Neck and neck in the homestretch
It was also a requirement of the contest that the winners of so-called progress awards during the course of the competition (all won by BellKor’s members), had to publish their methods for all to see.
At the close of the three-year contest, after BellKor had already passed the 10% mark, the rest of the contestants were given a final 30 days to beat the BellKor score. In that all-or-nothing push, essentially all of the other top-notch teams ganged up to topple the leader.
They practically pulled it off.
After three years of effort, the second place team, called simply The Ensemble, a combination of dozens of teams ended up with the same final score as BellKor’s Pragmatic Chaos on the final day of competition. But BellKor had submitted its final top-scoring model 24 minutes earlier – thus according to the contest rules taking the victory.

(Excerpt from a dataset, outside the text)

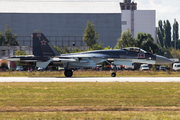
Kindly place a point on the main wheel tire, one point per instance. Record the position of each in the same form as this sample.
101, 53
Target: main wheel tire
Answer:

Since Volinsky and fellow BellKor team member Bob Bell worked full-time at AT&T research during the contest, and spent company time on the problem, AT&T gets a chunk of the winnings, Volinsky says. The remainder gets split between the three other teams. For its part, Netflix got much more than its money’s-worth, says Hastings, who estimates by using the prize-winning approach Netflix ought to be twice as good in its recommendations (not just 10% better – it’s a logarithmic thing, naturally). Since the winning team owns its solution, Netflix is licensing it, but there is nothing to prevent the likes of Amazon, Apple AAPL or anyone else from doing the same or licensing The Ensemble’s models.
Hastings is clearly pleased with the way the contest went, though it may have dragged on a bit long. That is why, on the same day the winner of the first Netflix Prize was announced, Hasting’s outlined a second $1 million prize.
The next contest also focuses on movie recommendations, clearly at the core of the Netflix business, but rather than picking movies for people whose movie ratings are known, it’s tackles the tougher problem of recommending movies for Netflix customers who don’t rate movies at all.
Rather than millions of ratings, the dataset will include more implicit information about preference, such as which movies have been watched, which haven’t, and demographic information. Rather than an open-ended contest to hit some numeric goal, it will be a limited 18-month sprint to the best solution.